II – Preliminarmente, que na melhor forma de direito, através dos documentos em anexo que comprovam a verossimilhança das alegações e o perigo iminente da demora, preenchendo assim os requisitos da legislação pertinente, vem requerer LIMINAR DE ANTECIPAÇÃO DA TUTELA, para que o Instituto requerido pague provisoriamente o equivalente a 01 (um) (oitocentos e oitenta reais), conforme disposto no artigo 311 incisos I e IV, tendo em vista que a aposentadoria tem por fim o mínimo para a subsistência digna de caráter alimentar, agravando-se pelo fato da autora ser hipertensa e diabética.
III – Deferida a tutela, se digne Vossa Excelência em mandar citar o requerido no endereço mencionado no preambulo desta, para querendo no prazo legal, conteste a presente, sob pena de revelia e confissão.
IV - Ao final seja JULGADO TOTALMENTE PROCEDENTE o pedido, reconhecendo o direito a aposentadoria especial computando todo o período trabalhado em usinas como insalubre, sendo o Instituto condenado a pagar todos os benefícios negados desde seu pedido administrativamente, com as devidas correções legais, condenando-o ainda ao pagamento das custas processuais e honorários advocatícios no importe de 20% sobre o valor da condenação.
V - A designação de audiência de conciliação e ou mediação”.
Nas razões de apelação (ID 122906146), a parte autora requer, de forma subsidiária, a concessão da aposentadoria por tempo de contribuição.
O pedido configura inovação recursal.
Não pode ser conhecido, sob pena de supressão de instância.
*** Aposentadoria especial ***
A aposentadoria especial foi originalmente prevista no artigo 31, da Lei Federal nº. 3.807, nos seguintes termos: “a aposentadoria especial será concedida ao segurado que, contando no mínimo 50 (cinqüenta ) anos de idade e 15 (quinze) anos de contribuições tenha trabalhado durante 15 (quinze), 20 (vinte) ou 25 (vinte e cinco) anos pelo menos, conforme a atividade profissional, em serviços, que, para êsse efeito, forem considerados penosos, insalubres ou perigosos, por Decreto do Poder Executivo”.
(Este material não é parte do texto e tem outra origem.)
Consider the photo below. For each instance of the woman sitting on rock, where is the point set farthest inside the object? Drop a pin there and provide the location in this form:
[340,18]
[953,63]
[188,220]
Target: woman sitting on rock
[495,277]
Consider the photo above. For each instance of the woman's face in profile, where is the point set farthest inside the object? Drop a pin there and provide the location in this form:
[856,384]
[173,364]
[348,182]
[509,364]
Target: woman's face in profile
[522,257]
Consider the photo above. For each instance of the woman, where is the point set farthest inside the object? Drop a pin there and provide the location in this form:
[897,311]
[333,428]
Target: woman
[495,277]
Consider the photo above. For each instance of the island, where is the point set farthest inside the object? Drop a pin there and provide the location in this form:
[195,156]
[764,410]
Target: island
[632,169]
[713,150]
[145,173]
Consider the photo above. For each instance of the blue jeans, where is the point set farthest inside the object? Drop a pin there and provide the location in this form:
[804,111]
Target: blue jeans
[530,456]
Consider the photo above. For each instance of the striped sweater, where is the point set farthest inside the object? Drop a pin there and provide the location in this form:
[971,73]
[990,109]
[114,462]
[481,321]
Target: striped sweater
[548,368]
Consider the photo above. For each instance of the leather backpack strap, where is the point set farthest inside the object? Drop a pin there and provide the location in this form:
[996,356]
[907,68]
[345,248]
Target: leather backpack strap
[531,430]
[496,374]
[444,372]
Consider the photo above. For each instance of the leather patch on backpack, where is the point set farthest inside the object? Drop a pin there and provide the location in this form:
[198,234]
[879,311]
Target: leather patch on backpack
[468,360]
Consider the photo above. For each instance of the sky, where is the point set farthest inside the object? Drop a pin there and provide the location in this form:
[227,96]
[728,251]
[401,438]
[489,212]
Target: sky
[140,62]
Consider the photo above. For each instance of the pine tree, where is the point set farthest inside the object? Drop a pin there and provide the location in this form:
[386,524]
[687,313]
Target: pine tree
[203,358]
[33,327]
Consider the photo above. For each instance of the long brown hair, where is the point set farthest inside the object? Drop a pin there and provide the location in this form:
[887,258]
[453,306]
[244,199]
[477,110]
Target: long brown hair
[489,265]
Com a edição da Lei Federal nº. 5.890/73, a aposentadoria especial passou a ser disciplinada em seu artigo 9º, alterando apenas o período de carência de 15 (quinze) anos para 5 (cinco) anos de contribuição, mantendo no mais a redação original.
O Poder Executivo editou o Decreto Federal nº. 53.831/64, posteriormente alterado pelo Decreto Federal nº. 83.080/79, para listar as categorias profissionais que estavam sujeitas a agentes físicos, químicos e biológicos considerados prejudiciais à saúde ou à integridade física do segurado.
Destaca-se que os Decretos Federais nº. 53.831/64 e 83.080/79 vigeram de forma simultânea, de forma que, na hipótese de divergência entre as suas normas, deve prevalecer aquela mais favorável ao segurado (STJ, REsp nº 412351, 5ª Turma, Rel. Min. Laurita Vaz, j. 21/10/2003, DJ 17/11/2003, pág. 355).
Com a edição da Lei Federal nº. 8.213/91, a aposentadoria especial passou a ser disciplinada em seu artigo 57, segundo o qual “a aposentadoria especial será devida, uma vez cumprida a carência exigida nesta lei, ao segurado que tiver trabalhado durante 15 (quinze), 20 (vinte) ou 25 (vinte e cinco) anos, conforme a atividade profissional, sujeito a condições especiais que prejudiquem a saúde ou a integridade física”, restando assegurada, ainda, a conversão do período trabalhado no exercício de atividades danosas em tempo de contribuição comum (§3º).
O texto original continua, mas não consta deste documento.